The Visit Review

The Visit (2015) Poster


Complete credited cast:
Olivia DeJonge Olivia DeJonge
Ed Oxenbould Ed Oxenbould
Deanna Dunagan Deanna Dunagan
Peter McRobbie Peter McRobbie
Pop Pop
Kathryn Hahn Kathryn Hahn

Review- To say that expectations for his film were low is an understatement. The sole time that I saw a trailer for The Visit a member of the audience visibly groaned as soon as Shyamalan’s name appeared on the screen. And after watching the wretched thing I agreed with him completely.

I want to make one thing crystal clear. Since this is a self-written, self-funded (with money from After Earth-because that film hasn’t caused enough suffering), self-edited and self-produced film then Shyamalan has no-one to blame but himself for this.

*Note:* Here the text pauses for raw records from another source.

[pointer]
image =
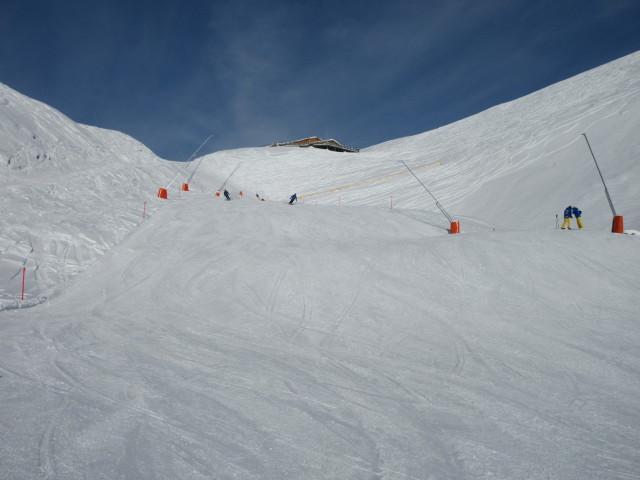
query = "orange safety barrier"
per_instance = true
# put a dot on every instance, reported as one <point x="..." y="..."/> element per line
<point x="618" y="224"/>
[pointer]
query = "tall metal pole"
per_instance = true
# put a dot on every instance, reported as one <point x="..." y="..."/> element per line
<point x="193" y="155"/>
<point x="436" y="200"/>
<point x="601" y="177"/>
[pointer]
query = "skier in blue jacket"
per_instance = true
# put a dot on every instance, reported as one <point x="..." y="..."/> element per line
<point x="578" y="214"/>
<point x="567" y="217"/>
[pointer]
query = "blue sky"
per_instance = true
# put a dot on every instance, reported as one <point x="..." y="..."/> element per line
<point x="251" y="72"/>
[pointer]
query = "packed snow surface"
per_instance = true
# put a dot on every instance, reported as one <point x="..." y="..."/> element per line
<point x="345" y="336"/>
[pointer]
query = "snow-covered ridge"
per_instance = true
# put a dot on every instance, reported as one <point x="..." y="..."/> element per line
<point x="516" y="165"/>
<point x="69" y="193"/>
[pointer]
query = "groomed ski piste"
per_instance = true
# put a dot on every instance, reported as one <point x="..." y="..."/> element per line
<point x="347" y="336"/>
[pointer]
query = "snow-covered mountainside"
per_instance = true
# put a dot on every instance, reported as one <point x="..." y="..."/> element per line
<point x="516" y="165"/>
<point x="69" y="193"/>
<point x="346" y="336"/>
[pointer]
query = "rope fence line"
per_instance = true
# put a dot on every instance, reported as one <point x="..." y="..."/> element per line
<point x="368" y="181"/>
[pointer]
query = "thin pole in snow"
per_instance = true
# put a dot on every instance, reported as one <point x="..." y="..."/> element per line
<point x="436" y="200"/>
<point x="24" y="271"/>
<point x="601" y="177"/>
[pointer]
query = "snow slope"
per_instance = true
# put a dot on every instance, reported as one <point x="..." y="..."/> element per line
<point x="516" y="165"/>
<point x="336" y="338"/>
<point x="69" y="193"/>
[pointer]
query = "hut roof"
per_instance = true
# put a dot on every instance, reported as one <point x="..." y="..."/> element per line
<point x="317" y="142"/>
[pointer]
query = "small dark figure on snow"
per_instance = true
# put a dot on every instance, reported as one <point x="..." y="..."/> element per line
<point x="567" y="217"/>
<point x="578" y="214"/>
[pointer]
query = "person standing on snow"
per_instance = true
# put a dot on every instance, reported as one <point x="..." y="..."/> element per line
<point x="578" y="214"/>
<point x="567" y="217"/>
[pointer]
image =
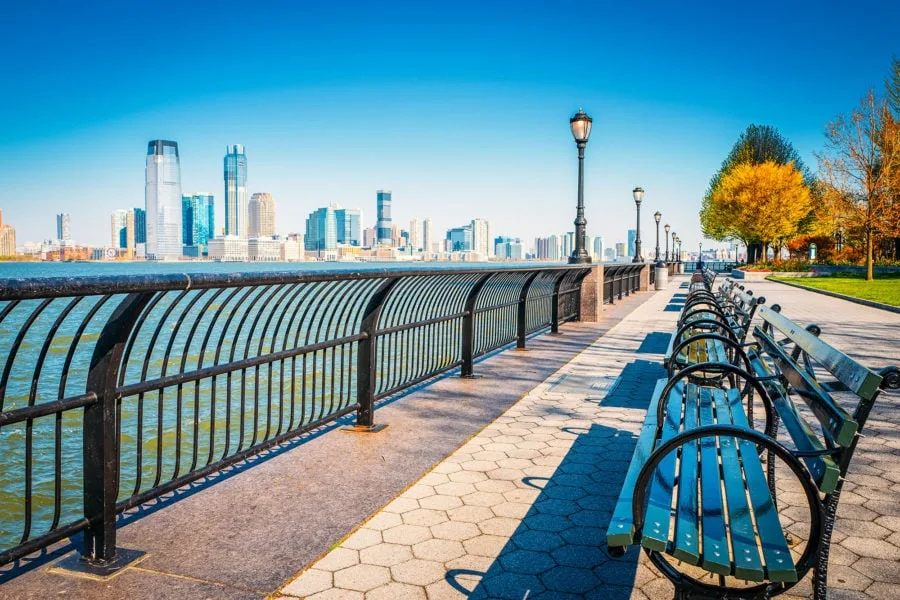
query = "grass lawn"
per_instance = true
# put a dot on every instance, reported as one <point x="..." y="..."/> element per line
<point x="885" y="288"/>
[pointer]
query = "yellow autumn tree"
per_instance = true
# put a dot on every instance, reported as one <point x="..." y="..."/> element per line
<point x="763" y="202"/>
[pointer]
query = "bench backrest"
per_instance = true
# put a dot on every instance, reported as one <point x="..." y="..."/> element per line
<point x="840" y="429"/>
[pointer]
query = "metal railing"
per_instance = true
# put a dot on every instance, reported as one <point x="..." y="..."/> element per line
<point x="620" y="281"/>
<point x="117" y="390"/>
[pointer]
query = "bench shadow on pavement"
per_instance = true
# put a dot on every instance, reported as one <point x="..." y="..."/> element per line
<point x="559" y="549"/>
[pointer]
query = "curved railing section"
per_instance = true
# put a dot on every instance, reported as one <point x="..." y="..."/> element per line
<point x="114" y="391"/>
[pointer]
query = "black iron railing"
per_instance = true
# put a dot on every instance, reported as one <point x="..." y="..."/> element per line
<point x="620" y="281"/>
<point x="117" y="390"/>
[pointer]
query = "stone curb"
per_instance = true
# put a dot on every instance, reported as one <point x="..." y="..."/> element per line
<point x="864" y="302"/>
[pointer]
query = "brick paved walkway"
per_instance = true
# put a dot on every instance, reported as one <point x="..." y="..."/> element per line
<point x="520" y="510"/>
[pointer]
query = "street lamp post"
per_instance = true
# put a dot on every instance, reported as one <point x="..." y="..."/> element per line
<point x="581" y="131"/>
<point x="666" y="228"/>
<point x="638" y="194"/>
<point x="657" y="216"/>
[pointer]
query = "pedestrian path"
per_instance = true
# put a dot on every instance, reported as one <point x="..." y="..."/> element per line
<point x="520" y="510"/>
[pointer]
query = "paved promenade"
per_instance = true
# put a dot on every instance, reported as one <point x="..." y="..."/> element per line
<point x="520" y="510"/>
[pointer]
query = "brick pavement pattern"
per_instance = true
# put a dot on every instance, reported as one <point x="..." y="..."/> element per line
<point x="521" y="509"/>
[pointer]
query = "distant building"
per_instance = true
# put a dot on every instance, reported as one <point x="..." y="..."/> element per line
<point x="140" y="226"/>
<point x="236" y="201"/>
<point x="427" y="235"/>
<point x="481" y="237"/>
<point x="321" y="230"/>
<point x="64" y="226"/>
<point x="162" y="195"/>
<point x="348" y="226"/>
<point x="7" y="238"/>
<point x="383" y="228"/>
<point x="262" y="215"/>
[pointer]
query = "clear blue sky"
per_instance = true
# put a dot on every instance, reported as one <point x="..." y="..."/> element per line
<point x="461" y="107"/>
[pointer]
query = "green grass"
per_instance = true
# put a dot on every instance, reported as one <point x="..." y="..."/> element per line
<point x="885" y="288"/>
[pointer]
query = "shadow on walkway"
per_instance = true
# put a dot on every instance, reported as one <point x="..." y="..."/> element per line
<point x="558" y="550"/>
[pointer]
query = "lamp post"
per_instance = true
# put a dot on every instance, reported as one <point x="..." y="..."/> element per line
<point x="638" y="194"/>
<point x="581" y="131"/>
<point x="656" y="217"/>
<point x="666" y="228"/>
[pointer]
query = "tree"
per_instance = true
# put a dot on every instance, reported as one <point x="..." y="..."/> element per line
<point x="860" y="164"/>
<point x="756" y="145"/>
<point x="758" y="203"/>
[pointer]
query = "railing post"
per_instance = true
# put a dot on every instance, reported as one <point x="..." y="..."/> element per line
<point x="554" y="307"/>
<point x="366" y="355"/>
<point x="468" y="339"/>
<point x="521" y="326"/>
<point x="100" y="556"/>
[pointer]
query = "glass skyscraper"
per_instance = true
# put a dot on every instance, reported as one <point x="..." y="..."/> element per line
<point x="197" y="224"/>
<point x="162" y="194"/>
<point x="383" y="231"/>
<point x="349" y="226"/>
<point x="237" y="219"/>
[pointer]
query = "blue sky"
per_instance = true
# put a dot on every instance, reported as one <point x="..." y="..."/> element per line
<point x="461" y="108"/>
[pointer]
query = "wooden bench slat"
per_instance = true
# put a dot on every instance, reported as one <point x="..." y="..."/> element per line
<point x="779" y="562"/>
<point x="655" y="534"/>
<point x="687" y="530"/>
<point x="621" y="525"/>
<point x="715" y="555"/>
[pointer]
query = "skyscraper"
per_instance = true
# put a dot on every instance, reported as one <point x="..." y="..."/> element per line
<point x="262" y="215"/>
<point x="118" y="221"/>
<point x="236" y="201"/>
<point x="321" y="230"/>
<point x="162" y="195"/>
<point x="481" y="237"/>
<point x="140" y="226"/>
<point x="64" y="226"/>
<point x="383" y="229"/>
<point x="427" y="236"/>
<point x="415" y="234"/>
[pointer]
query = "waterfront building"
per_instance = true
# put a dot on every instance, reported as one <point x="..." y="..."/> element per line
<point x="228" y="248"/>
<point x="140" y="226"/>
<point x="415" y="234"/>
<point x="321" y="230"/>
<point x="348" y="224"/>
<point x="459" y="239"/>
<point x="369" y="240"/>
<point x="427" y="235"/>
<point x="64" y="226"/>
<point x="262" y="215"/>
<point x="481" y="237"/>
<point x="383" y="229"/>
<point x="236" y="200"/>
<point x="7" y="238"/>
<point x="266" y="249"/>
<point x="162" y="195"/>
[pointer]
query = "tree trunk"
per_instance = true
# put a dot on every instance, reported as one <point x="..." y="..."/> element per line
<point x="869" y="261"/>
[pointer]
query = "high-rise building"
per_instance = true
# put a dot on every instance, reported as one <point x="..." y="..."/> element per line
<point x="427" y="235"/>
<point x="236" y="200"/>
<point x="481" y="237"/>
<point x="118" y="223"/>
<point x="162" y="194"/>
<point x="262" y="215"/>
<point x="348" y="222"/>
<point x="7" y="238"/>
<point x="140" y="226"/>
<point x="415" y="234"/>
<point x="383" y="229"/>
<point x="321" y="230"/>
<point x="64" y="226"/>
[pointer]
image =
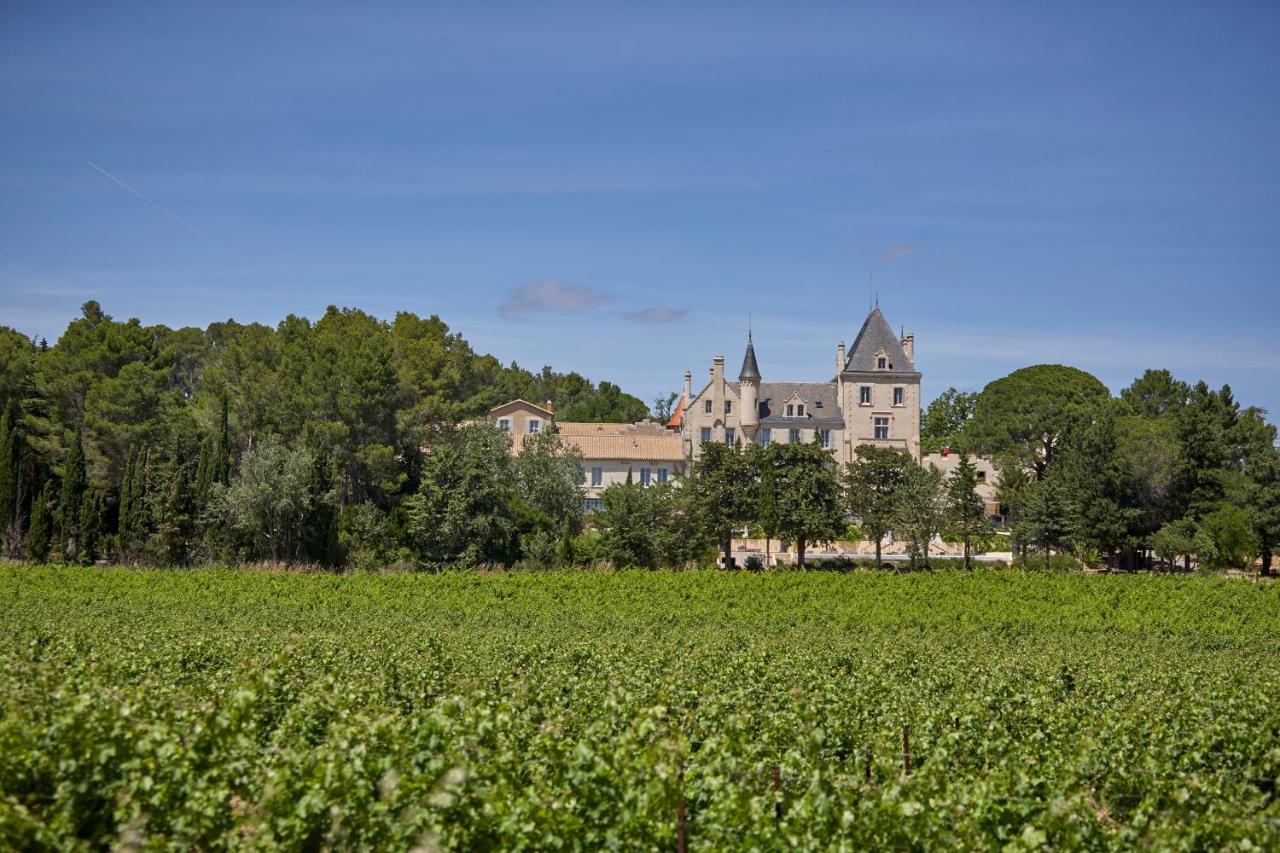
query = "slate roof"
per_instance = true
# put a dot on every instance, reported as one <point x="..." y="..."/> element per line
<point x="750" y="370"/>
<point x="775" y="396"/>
<point x="877" y="336"/>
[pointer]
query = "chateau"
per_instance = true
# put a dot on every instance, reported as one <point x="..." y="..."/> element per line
<point x="873" y="398"/>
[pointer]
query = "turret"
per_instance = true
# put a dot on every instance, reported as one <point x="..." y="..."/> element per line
<point x="749" y="391"/>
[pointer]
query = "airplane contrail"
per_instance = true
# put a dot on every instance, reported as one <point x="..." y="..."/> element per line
<point x="150" y="201"/>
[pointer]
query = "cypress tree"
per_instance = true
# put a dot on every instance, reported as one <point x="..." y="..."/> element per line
<point x="122" y="524"/>
<point x="222" y="471"/>
<point x="320" y="538"/>
<point x="69" y="505"/>
<point x="10" y="457"/>
<point x="90" y="528"/>
<point x="39" y="536"/>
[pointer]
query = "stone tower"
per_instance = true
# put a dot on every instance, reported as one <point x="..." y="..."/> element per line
<point x="880" y="389"/>
<point x="749" y="392"/>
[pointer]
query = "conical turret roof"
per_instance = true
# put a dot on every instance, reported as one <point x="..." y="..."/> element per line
<point x="876" y="337"/>
<point x="750" y="370"/>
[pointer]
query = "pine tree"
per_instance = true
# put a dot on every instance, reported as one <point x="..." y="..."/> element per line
<point x="39" y="536"/>
<point x="69" y="505"/>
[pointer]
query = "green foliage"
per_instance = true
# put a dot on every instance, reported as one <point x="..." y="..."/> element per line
<point x="803" y="496"/>
<point x="965" y="511"/>
<point x="871" y="488"/>
<point x="1234" y="541"/>
<point x="944" y="420"/>
<point x="548" y="477"/>
<point x="1155" y="393"/>
<point x="40" y="536"/>
<point x="540" y="711"/>
<point x="264" y="512"/>
<point x="464" y="512"/>
<point x="1027" y="413"/>
<point x="69" y="502"/>
<point x="919" y="510"/>
<point x="725" y="480"/>
<point x="1046" y="516"/>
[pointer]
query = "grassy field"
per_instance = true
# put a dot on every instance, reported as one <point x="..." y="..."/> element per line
<point x="548" y="711"/>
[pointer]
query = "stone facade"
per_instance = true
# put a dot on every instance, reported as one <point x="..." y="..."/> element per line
<point x="645" y="451"/>
<point x="873" y="398"/>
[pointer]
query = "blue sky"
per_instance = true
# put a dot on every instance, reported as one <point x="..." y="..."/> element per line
<point x="615" y="188"/>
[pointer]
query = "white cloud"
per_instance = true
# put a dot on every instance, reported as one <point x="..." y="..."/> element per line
<point x="535" y="297"/>
<point x="657" y="314"/>
<point x="900" y="250"/>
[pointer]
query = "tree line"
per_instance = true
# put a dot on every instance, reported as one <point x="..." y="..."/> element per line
<point x="142" y="443"/>
<point x="1166" y="470"/>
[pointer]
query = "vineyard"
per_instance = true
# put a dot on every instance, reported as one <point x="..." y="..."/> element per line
<point x="636" y="710"/>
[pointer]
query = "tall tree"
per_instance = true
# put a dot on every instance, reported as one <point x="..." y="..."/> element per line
<point x="1027" y="413"/>
<point x="1155" y="393"/>
<point x="871" y="488"/>
<point x="40" y="534"/>
<point x="725" y="486"/>
<point x="10" y="477"/>
<point x="944" y="422"/>
<point x="967" y="514"/>
<point x="807" y="500"/>
<point x="462" y="512"/>
<point x="919" y="509"/>
<point x="1046" y="516"/>
<point x="69" y="503"/>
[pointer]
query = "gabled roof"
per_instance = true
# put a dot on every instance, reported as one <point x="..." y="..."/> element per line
<point x="876" y="337"/>
<point x="750" y="370"/>
<point x="677" y="418"/>
<point x="517" y="405"/>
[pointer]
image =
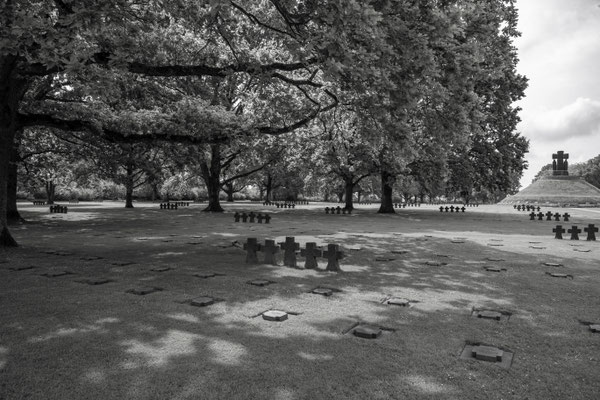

Lets run down the positives…. and moving on.

This film lost me in the first five seconds and never really won me back. The reason is simple. The soundtrack. Whether you realize it or not, most horror films rely heavily on the soundtrack, a subtle heartbeat, the sound of violins, even pianos can come together to cause a sense of dread in the audience. Preparing them for whats about to happen.

The Visit starts with the music from a cheesy 50’s B movie. Before launching straight into a massive exposition dump.

This is a found footage film, the reason given is that two children are going to meet their grandparents for the first time. The older one (played rather well by Olivia DeJonge) is an aspiring film maker and wants to document the visit. It works as the central idea, unfortunately, the character has the habit of talking like a 30 year old film student and I didn’t feel in the least attached to her. Her younger brother (played by Ed Oxenbould) I would happily have flayed. He’s given exactly two traits, he raps and is scared of germs. Both of which are mentioned every 5 seconds.

The elderly couple are quite believable and initially offer quite rational explanations for the events in the house, until the second half when it all goes sideways.

Allegedly, Shyamalan filmed 3 versions of this film: A straight horror (except this film isn’t scary), a straight comedy (it’s not funny) or a mixture of the two genres (which I believe was released.) And the director’s wondering eye means that the films tone is all over the place. Scenes that should be scary get punctured by a joke and scenes that should be funny are played for scares. It’s all over the place.    

None of the characters are believable in the way that they speak, act or behave.

And of course, there is THE TWIST. Now, imagine that you are writing a film about an elderly couple living in a farm in the middle of nowhere who summon their grandchildren (whom they have never met) and then beginning rather oddly at night. Now write THE TWIST. Congratulations! It’s a better twist than the one that was in this film which manged the impressive feat of creating more plot-holes than it solved.

So to sum up, its all over the place in tone, I didn’t care about the characters and THE TWIST creates more problems than it solved.